Poverty Lowers IQ: How Financial Strains Put Pressure On Cognitive, Logical Reasoning
When your brain is bombarded with multiple tasks, all demanding your attention, dedicating hard thought to just one becomes effortful. For those living in poverty, financial decisions can be particularly taxing and, according to new research, even lower your IQ.
While measuring one’s IQ (intelligence quotient) is a slippery test in the world of psychology, due most in part to unclear standards of “intelligence,” researchers from Harvard, Princeton, other universities in North America, and Britain's University of Warwick reveal that when impoverished people are asked to make a tough financial decision, their cognitive function diminishes — limiting, as the researchers wrote, their “mental bandwidth.”
How Poverty Strains The Brain
Sociologists and social psychologists have known for years that poverty and education level — and arguably, intelligence, despite a foggy definition — are related. The correlation has held steady for decades — that as one’s education decreases, one's level of poverty often goes up. The team’s study examined a different relationship, said Jiaying Zhao, assistant professor of psychology at the University of British Columbia in Canada.
"Previous views of poverty have blamed (it) on personal failings, on an environment that is not conducive to success," Zhao told Reuters. "We are arguing that the lack of financial resources itself can lead to impaired cognitive function.”
To test their theory, the researchers performed a comparative study on two different continents, in two distinct settings. The first group consisted of 400 low- and middle-income shoppers ($20,000-$70,000 annual income) at a New Jersey mall in the United States. The second was comprised of 464 Indian sugar cane farmers, whose personal wealth had direct ties to how recently they had harvested their crops.
Mall shoppers were faced with one of two financial decisions — their car broke down and repairs either cost $150 or $1,500 — before being subjected to IQ tests and measures of impulse control.

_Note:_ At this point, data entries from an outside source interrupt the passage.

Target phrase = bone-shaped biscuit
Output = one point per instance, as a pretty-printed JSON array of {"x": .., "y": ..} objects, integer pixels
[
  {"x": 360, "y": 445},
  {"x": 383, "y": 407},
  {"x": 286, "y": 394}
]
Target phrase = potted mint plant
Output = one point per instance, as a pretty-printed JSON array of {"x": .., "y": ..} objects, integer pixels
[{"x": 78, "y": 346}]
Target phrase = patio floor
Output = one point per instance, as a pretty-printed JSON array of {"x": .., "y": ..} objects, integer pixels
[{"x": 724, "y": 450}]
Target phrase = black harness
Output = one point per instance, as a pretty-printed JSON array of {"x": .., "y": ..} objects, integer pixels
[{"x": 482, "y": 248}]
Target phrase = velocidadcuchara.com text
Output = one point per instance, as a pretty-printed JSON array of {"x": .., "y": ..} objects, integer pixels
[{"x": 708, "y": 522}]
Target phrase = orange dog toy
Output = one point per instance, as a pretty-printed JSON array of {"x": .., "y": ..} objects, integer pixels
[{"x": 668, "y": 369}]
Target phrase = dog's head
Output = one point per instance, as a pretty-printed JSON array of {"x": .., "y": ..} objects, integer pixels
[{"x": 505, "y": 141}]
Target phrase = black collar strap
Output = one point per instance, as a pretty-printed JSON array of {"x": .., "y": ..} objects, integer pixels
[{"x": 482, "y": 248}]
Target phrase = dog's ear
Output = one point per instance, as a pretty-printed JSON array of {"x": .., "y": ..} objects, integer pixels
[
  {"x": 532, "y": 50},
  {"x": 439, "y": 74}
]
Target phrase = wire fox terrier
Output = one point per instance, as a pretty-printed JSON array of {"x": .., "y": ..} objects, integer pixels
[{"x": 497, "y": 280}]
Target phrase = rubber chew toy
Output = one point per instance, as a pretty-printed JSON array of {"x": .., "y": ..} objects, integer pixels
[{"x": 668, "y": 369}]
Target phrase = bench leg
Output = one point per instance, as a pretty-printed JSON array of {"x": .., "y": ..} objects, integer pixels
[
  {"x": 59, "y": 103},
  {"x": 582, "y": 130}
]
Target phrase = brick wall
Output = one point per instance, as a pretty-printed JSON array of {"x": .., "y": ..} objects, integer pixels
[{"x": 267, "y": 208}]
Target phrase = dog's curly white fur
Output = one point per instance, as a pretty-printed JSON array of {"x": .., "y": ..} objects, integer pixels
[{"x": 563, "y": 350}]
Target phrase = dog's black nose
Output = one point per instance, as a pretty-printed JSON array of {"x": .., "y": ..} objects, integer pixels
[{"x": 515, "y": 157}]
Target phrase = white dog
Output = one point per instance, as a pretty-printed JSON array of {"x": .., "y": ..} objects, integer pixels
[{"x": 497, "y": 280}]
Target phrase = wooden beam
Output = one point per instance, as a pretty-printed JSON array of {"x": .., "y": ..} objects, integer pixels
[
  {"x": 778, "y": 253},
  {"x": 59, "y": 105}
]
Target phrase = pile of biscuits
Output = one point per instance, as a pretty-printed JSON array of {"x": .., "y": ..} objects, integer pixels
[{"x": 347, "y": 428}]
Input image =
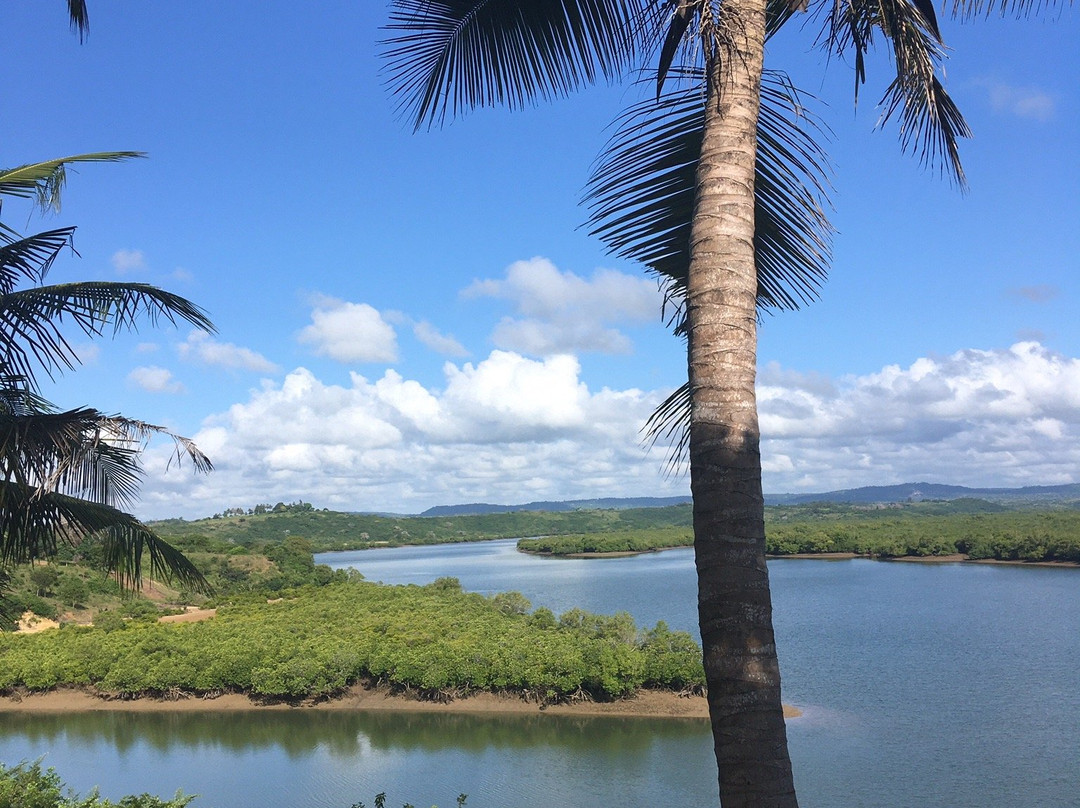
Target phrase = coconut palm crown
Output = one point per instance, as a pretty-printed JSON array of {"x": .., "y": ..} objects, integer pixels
[
  {"x": 717, "y": 186},
  {"x": 69, "y": 475}
]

Similar data was taken from the Indian farmers, who took IQ tests before and after their harvest, effectively while they were poor and then rich.
"Our results suggest that when you are poor, money is not the only thing in short supply,” said Harvard economist Sendhil Mullainathan, who was part of the international team conducting the study. “Cognitive capacity is also stretched thin.”
Among New Jersey mall shoppers, IQ fell a full 13 points when researchers tasked them with a difficult financial decision, a cognitive impairment roughly equivalent to losing a full night of sleep. Farmers saw a nine to 10 point difference from one month to the next.
"One month after the harvest, they're pretty rich, but the month before - when the money has run out - they're pretty poor," Mullainathan noted in the report, which was published on Thursday in the journal Science. "What we see is that IQ goes up, (when they are rich)... errors go way down, and response times go way down."
Solving Problems Greater Than Money
These effects stem from a person’s inability to devote mental resources to a collection of smaller issues, when larger challenges stand in the way. The solution, then, isn’t necessarily financial assistance, the researchers noted. Even though people in poverty could benefit from it, more cash doesn’t erase the daily struggles included in such a life. Relieving more specific needs, such as child care, could produce greater benefit among the working poor.
“These pressures create a salient concern in the mind and draw mental resources to the problem itself,” said Zhao. “This means we are unable to focus on other things in life that need our attention.”
Mullainathan echoed his colleague's sentiments, adding that money alone is not what’s causing such mental strain for people in poverty. Money is merely a tool, in other words, that can help solve larger problems.
“Rather than simply looking at these challenges as a lack of money very broadly, if we could break it up and simply target the biggest concerns and deal with them,” he said, “we might begin to solve other problems as well.”